Cortaron la casa al medio. Se quedaron con un pedazo para cada uno, compartiendo únicamente el baño y la puerta principal. De un lado quedaron el patio, la cocina, dos piezas y el lavadero; del otro lado quedaron el living, la pieza más grande y la oficina. A lo largo de la división cavaron una trinchera unida por un pequeño puente de madera para que los niños pudieran ir de un lado al otro sin problemas.
A los pequeños les dieron pasaportes que consistían de un anotador negro con su nombre, una foto y las firmas aduaneras cada vez que cruzaban de un lado al otro.
La trinchera era cada día más profunda, sumándole artefactos de seguridad cuando el sueldo les alcanzaba. Crearon dos banderas, una blanca y una negra, que colgaron en sus respectivas mitades. También pintaron las paredes con sus nuevos colores y pusieron por escrito una serie de normas que debían respetarse en su mitad.
Con el tiempo, un muro reemplazó a la trinchera y los chicos ya no pudieron cruzar; debieron elegir de qué lado quedarse. Finalmente, decidieron marcharse. Estaban hartos de la situación.

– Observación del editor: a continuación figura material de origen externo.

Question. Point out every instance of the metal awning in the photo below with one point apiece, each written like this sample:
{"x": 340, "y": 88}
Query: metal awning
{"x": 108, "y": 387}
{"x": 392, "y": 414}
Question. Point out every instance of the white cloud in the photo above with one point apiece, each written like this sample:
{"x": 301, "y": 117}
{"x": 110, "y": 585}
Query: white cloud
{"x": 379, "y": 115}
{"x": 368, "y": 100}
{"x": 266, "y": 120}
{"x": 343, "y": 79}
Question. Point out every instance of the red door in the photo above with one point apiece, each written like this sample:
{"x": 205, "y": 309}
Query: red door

Con las valijas ya hechas, los hijos se detuvieron en territorio neutral, delante de la puerta. Tocaron el timbre de su propia casa, atrayendo así a sus padres. Era la primera vez en diez años que se erguían uno junto al otro. Ambos adultos, expectantes. En una tregua forzada, lucían con orgullo los colores de su ideología y miraban con desdén al otro, como si les asqueara ver el color contrario. No se saludaron, tampoco se dirigieron palabras de odio. Simplemente clavaron su mirada en los jóvenes que finalmente habían tomado una decisión.

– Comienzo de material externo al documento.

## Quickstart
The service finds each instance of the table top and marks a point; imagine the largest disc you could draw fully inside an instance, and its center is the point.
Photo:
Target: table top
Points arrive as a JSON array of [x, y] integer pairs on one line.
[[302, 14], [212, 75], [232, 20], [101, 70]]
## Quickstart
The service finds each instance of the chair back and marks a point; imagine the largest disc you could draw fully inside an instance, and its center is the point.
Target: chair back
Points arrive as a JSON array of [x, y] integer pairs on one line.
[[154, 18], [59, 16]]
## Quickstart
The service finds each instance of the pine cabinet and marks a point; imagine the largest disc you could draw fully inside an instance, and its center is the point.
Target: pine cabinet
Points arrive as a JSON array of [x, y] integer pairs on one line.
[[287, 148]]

El padre estaba convencido que sus hijos escogerían el lado negro, pero la madre no dudaba ni por un segundo que los pequeños preferirían el blanco. Ambos consideraban que su influencia había sido mayor. La obsesión con sus ideales nublaba la realidad que se encontraba frente a sus ojos. Los extremos les impedían ver con claridad; entre la profunda oscuridad del negro en la que no se distinguían siquiera siluetas y el brillo cegador del blanco que desdibujaba el entorno.
Los chicos, en cambio, vestían de gris. Estaban hartos de las peleas, hartos verse forzados a escoger uno u otro extremo. Además, se querían mucho. Eran hermanos. Un dúo realmente unido y, aunque pensaran diferente, preferían no tener que estar uno de cada lado, separados por un muro.

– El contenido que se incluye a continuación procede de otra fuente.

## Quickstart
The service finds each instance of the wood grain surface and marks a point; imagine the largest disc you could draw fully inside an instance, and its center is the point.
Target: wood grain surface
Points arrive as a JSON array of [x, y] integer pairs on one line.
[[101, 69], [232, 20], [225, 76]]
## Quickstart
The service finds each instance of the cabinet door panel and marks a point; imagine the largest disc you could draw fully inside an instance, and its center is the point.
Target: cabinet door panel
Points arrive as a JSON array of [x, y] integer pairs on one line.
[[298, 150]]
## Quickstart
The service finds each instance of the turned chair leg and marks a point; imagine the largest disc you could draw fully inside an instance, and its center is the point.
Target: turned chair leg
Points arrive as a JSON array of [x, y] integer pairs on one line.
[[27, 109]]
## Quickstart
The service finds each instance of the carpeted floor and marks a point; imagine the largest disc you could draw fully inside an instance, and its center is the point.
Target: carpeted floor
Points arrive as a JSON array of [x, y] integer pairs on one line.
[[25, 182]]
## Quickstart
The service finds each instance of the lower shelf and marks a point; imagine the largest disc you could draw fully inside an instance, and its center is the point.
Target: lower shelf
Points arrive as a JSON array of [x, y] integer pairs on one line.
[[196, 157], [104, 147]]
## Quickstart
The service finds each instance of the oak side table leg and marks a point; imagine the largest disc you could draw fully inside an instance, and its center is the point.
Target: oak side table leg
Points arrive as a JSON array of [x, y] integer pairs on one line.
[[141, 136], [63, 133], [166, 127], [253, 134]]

Sin importar si se inclinaban por el blanco o el negro, los hijos no cometerían el mismo error que sus padres; no pondrían sus diferentes opiniones por encima de la familia y el cariño que sentían el uno por el otro.
El mayor prefería el negro, aunque el menor se inclinaba más por el blanco. A veces se vestían con el color que los diferenciaba, pero a ninguno de los dos le molestaba la elección del otro. Uno era de Boca y el otro de River, y miraban los partidos juntos. El mayor era ateo y el menor iba a misa todos los domingos. No importaba, eran hermanos y eso era lo primordial. Se querían y respetaban los colores que el otro llevaba como bandera. No compartían gustos ni opiniones, ni siquiera a la hora de elegir el sabor de un helado. El mayor tomaba mate amargo y el menor le ponía azúcar, y así con todo.
Se marcharon en mitad de la guerra, desertaron. Y observaron desde la vereda de enfrente como la casa se caía a pedazos; sus padres destruían las diferencias en vez de utilizarlas como cimiento para una construcción equilibrada.
De la mano se marcharon. Eran dos hermanos que comprendían que el respeto era más importante que las opiniones. Un dúo unido que aprendía constantemente de las elecciones que el otro realizaba.
No quedaron ni los cimientos de la casa en la que crecieron. Tampoco pudieron salvar fotos de la familia entera. Las pocas que había, estaban cortadas al medio, y aunque las pegaron y remendaron, ya no era lo mismo. La trinchera había separado más que dos ideologías, también había arrasado con aquello que siempre debería haber estado unido, la familia.